Once upon a time, many moons ago, I sent Matt to the grocery store to pick up shrimp for a risotto recipe and he returned with the cooked, cocktail variety. We were still at that stage in our relationship where you are kind and tiptoe around the other’s feelings so I let it slide until we reached that step in the recipe where it says “cook until opaque”, which by the way I’ve never known exactly what that means, and then I timidly explained, “well usually for recipes… you buy raw shrimp”.
But this was all before I knew about “Awesome Sauce” – which is the super simple condiment or dressing used in Thai and Vietnamese cooking that perfectly balances sour, sweet, salty and just enough funkiness from fish sauce. It makes raw vegetables actually fun and exciting to nosh on. Powerful and strong, already cooked proteins soak up plenty of the saucy goodness and it’s best enjoyed cold, not cooked at all.
Who woulda’ thunk it possible.
This week I tossed it with wax beans from my CSA, boiled briefly for 3-5 minutes, cooked shrimp, roasted peanuts and cilantro. For such an easy meal it had a lot of spunk and it’s all in the sauce.
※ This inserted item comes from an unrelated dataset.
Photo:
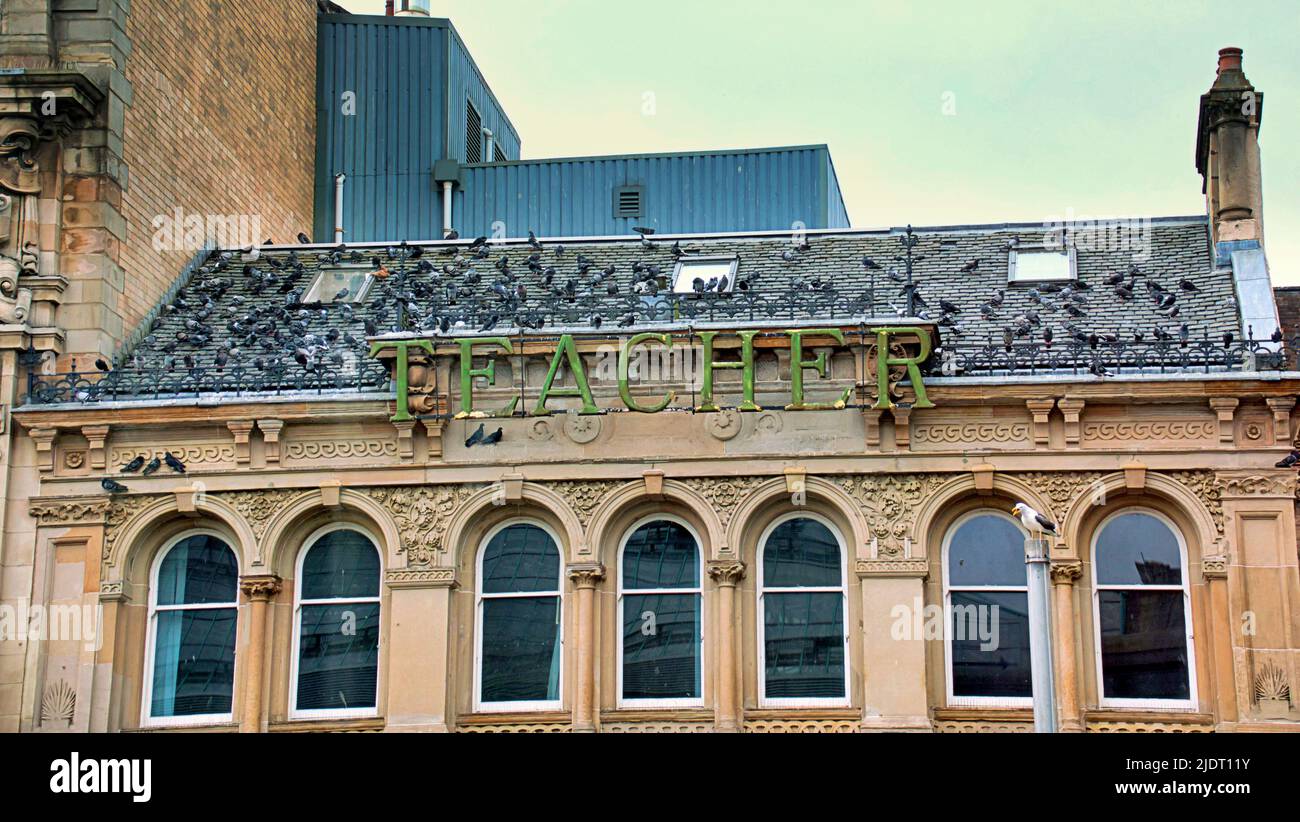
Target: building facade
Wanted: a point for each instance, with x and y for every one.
(748, 481)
And not to get you over excited or anything but I’m going to make a real meal, like one you could serve for company or an entire family, out of this vietnamese dipping sauce along with tons more raw veggies: yellow wax beans, cucumbers, and carrots. It will be based on this recipes and coming to the blog soon. Get excited.
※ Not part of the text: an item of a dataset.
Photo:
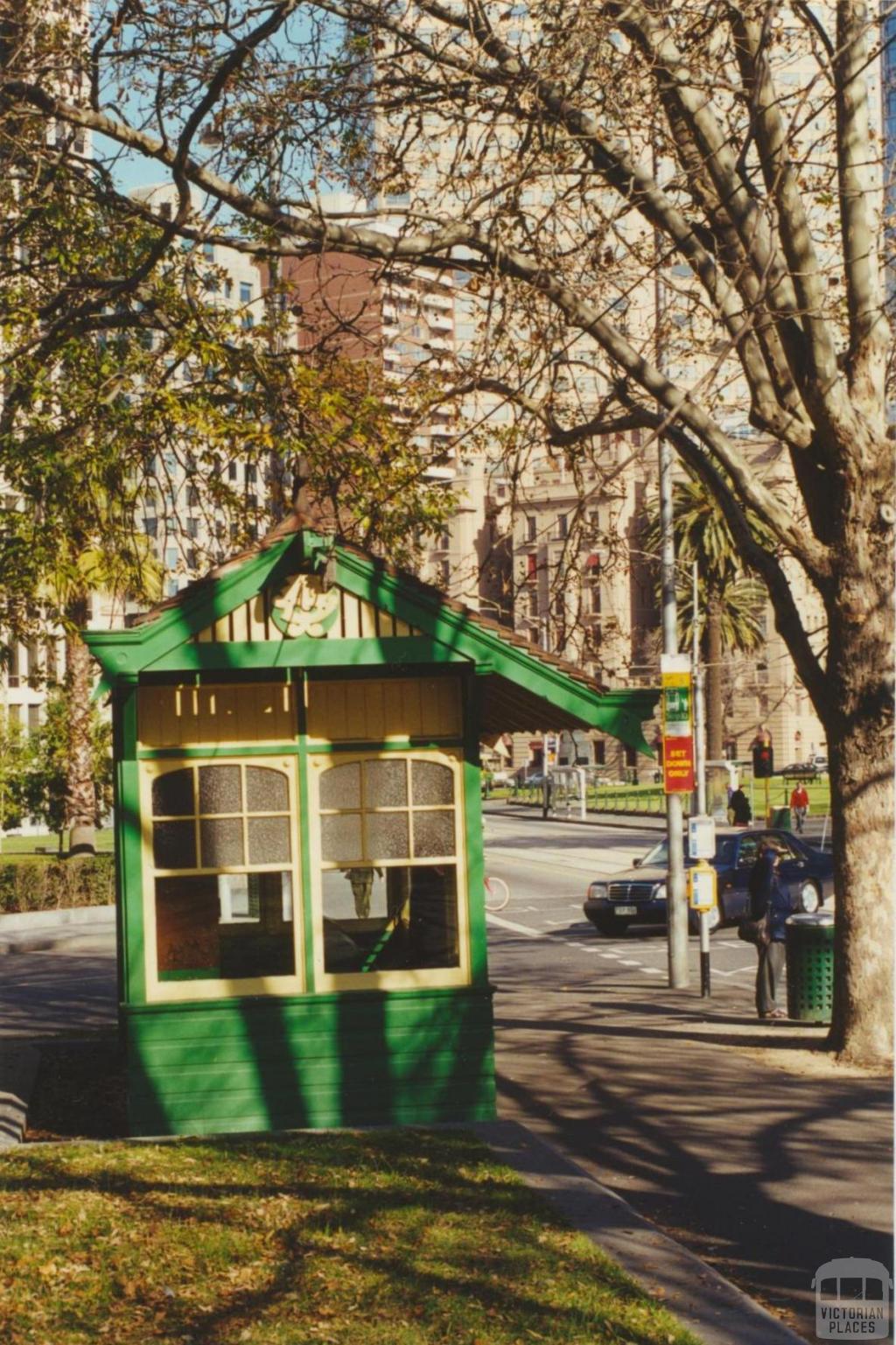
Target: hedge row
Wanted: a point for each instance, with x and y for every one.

Oriental spinach, yellow carrots, celery, red tropea onions, english peas, yellow (wax) beans, english telegraph cucumbers, lodi apples, black currants, and new yukon gold potatoes.
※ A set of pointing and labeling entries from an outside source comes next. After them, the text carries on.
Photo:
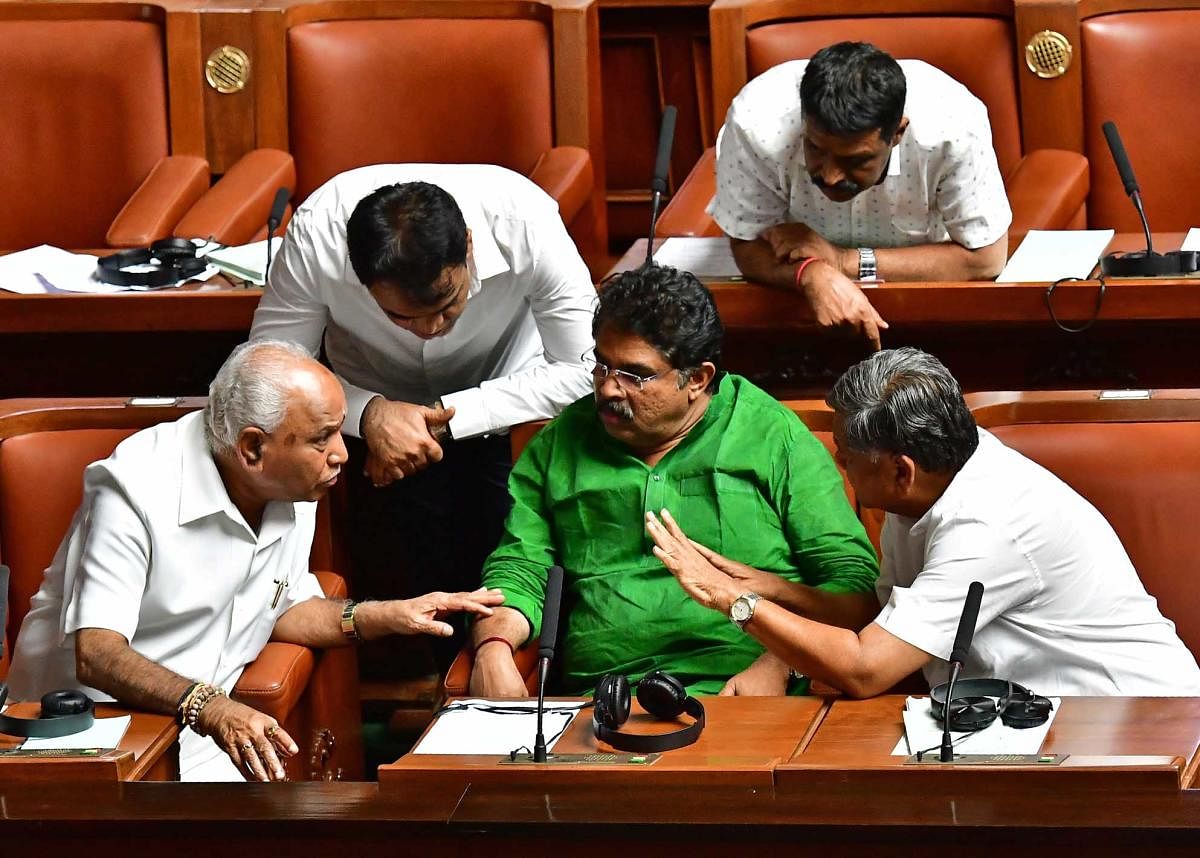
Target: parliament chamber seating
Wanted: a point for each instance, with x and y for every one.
(90, 157)
(45, 447)
(971, 40)
(509, 83)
Outside of the recipe I mentioned above, this is what I plan to make with this week’s bounty:
If I remember correctly from last year, the red onions are strongly flavored and I think would be best roasted or grilled. I found this recipe inspiring, especially as a topping for grilled steaks. But I also think I could sub them for the green onions, especially with their green tops, in my grilled green onion tacos.
Alexandra from alexandra’s kitchen first got me excited about new potatoes from the CSA. This recipe for new potatoes with green harissa looks so good and in a pinch I could always use my leftover garlic scape pesto.
- ½ cup lime juice
- 4 tablespoons fish sauce
- 4 tablespoons brown sugar or palm sugar
- 2 thai bird eye chilies or seranos
- Whisk together all ingredients.
- Serve with favorite sliced raw veggies and protein of choice. Shredded chicken, cooked shrimp, or edamame all work.